The challenge is always how much the father should engage.
We’ve all seen bad golf dads – the guy giving his daughter lessons on every swing, backing her off shots because he’s convinced she’s not listening; the guy who is constantly talking through the pre-shot routine, and not attempting to hide his disdain at a miss; the guy who refers to every round, every event and every decision with the plural “we,” when he couldn’t win the second flight at his local club championship.
Those are the daughters who grow up to either hate golf or resent their fathers. Sometimes both.
And the men have no one to blame but themselves.
Ken Stackhouse was not that dad. From the time Mariah was 10 years old, her talent was obvious. She won at every level and had the kind of touch and instincts for the game that can’t be taught. Ken’s job was to cultivate and coach, to encourage and push when needed. But his main job, his hardest job, was not to screw things up.
“There were a lot of tournaments that we missed that I thought were important tournaments,” Ken said. “But as much as I thought Mariah ought to go play, I backed off because there was something else that she wanted to do. And I knew that if I insisted that she play, she would eventually start to resent golf. That was the worst thing that could happen. I never wanted that. My goal was to push just the right amount but always to listen to her so that she never resented what she was doing.”
Mariah grew up playing various courses south of Atlanta. At the Braelinn Golf Club about 20 minutes from their home, Ken would place balls in locations all around the chipping green and stand by as Mariah hit them all to a target – one after another, hour after hour. But Ken didn’t stand over her. He was there, but he was cognizant of his daughter’s space and needs. Often, he would make phone calls from the other side of the green, or shag balls without saying anything other than the occasional “good shot.”
“It’s important that they know you’re there,” he said. “But when they’re working on something or they’re practicing, it’s more important that they work on it themselves so that they own it. I always thought that if I showed Mariah what to do and then gave her the latitude, the process would become part of her routine. Lording over her was not my way. I was there but I also backed away.
“You have to give them the right to mess up.”

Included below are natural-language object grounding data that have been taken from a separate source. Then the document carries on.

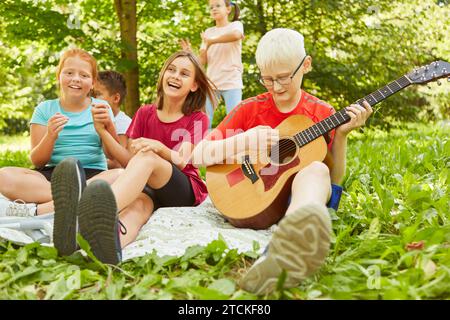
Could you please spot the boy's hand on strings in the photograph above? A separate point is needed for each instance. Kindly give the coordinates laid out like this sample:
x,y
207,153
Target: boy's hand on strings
x,y
358,114
55,124
144,145
185,45
205,42
100,115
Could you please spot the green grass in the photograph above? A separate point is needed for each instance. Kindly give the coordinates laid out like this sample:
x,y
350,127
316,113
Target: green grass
x,y
396,194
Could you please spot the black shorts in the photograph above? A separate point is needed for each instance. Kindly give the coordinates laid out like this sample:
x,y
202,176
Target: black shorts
x,y
48,171
176,193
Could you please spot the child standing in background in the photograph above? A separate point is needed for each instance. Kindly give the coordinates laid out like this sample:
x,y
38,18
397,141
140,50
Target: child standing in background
x,y
112,88
221,51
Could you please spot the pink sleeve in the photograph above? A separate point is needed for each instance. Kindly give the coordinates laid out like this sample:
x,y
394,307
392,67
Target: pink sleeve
x,y
136,128
198,127
237,25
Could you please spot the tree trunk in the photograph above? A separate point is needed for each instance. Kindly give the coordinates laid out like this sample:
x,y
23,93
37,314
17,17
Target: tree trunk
x,y
126,12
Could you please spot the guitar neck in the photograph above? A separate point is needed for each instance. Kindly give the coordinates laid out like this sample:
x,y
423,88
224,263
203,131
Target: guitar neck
x,y
306,136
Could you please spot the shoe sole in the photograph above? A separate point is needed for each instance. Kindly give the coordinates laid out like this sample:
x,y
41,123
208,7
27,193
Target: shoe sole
x,y
97,217
299,246
67,184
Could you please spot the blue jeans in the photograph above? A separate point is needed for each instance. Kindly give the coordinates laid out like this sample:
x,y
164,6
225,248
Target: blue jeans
x,y
231,97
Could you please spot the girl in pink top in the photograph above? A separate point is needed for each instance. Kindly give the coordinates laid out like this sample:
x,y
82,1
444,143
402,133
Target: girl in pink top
x,y
158,173
221,51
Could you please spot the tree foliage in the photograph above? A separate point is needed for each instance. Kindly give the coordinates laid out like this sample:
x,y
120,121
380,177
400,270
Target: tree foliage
x,y
357,46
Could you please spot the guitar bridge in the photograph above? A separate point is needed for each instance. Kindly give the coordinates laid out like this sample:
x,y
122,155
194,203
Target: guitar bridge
x,y
248,169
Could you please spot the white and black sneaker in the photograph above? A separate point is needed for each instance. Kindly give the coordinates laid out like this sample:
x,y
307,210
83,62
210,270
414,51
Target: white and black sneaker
x,y
16,208
298,246
68,182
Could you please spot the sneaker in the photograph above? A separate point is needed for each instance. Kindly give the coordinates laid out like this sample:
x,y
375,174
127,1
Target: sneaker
x,y
16,208
99,223
298,246
68,182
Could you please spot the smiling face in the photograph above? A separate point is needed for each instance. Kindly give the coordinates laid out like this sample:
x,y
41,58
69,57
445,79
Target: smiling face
x,y
179,79
75,79
286,95
218,9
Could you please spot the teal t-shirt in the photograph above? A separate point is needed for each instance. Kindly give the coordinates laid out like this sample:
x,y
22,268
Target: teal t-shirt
x,y
78,139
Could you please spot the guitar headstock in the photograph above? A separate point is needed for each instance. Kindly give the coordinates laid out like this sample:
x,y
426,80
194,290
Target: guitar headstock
x,y
431,72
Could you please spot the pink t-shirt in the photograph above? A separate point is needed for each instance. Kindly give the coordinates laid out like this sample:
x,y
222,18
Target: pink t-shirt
x,y
191,128
224,59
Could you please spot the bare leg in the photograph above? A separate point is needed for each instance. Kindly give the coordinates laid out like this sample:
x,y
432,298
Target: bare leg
x,y
25,184
301,242
143,168
109,176
134,216
311,185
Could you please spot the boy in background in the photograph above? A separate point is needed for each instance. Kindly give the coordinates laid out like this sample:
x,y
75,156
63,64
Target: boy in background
x,y
111,86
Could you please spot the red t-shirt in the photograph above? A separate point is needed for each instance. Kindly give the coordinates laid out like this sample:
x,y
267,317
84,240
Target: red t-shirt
x,y
261,110
191,128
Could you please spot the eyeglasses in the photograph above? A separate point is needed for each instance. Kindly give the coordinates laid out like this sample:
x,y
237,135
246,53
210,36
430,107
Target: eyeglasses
x,y
283,81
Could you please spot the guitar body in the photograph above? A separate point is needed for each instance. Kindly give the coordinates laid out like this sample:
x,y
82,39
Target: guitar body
x,y
259,201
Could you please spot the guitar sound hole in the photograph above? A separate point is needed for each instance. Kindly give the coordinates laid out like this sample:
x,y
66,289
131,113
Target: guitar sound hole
x,y
283,152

As the talented player progresses, the good dad knows that the day is coming when his role will change. Like walking her down the aisle, the time always comes when a father has to let go.
“Mariah told me without saying it, ‘hey, buddy, time for you to back up,’” Ken said. “When she got to college (at Stanford University, where Mariah led the Cardinal to its first Women’s Golf NCAA Championship title), she would tell me when it was time to go out and practice with her. If she asked, I knew she wanted me there. When she didn’t want me to help her, she would just go do it herself and never tell me. That’s when I knew.
“Even now, when the Tour is getting ready to ramp up, she sometimes asks me to go practice with her. When she doesn’t ask, I don’t go. You can’t force (the relationship) after a certain point. If you do, they feel it and it causes a breakdown.”
Ken is one of the good ones, a model for how to raise a gifted child into a fine athlete and extraordinary woman. And it all starts with one simple philosophy: “It’s much more important for me to have my daughter than to have a daughter who plays golf,” he said.
That isn’t always easy. But, as a father, it is the only way to ensure that you end up with both.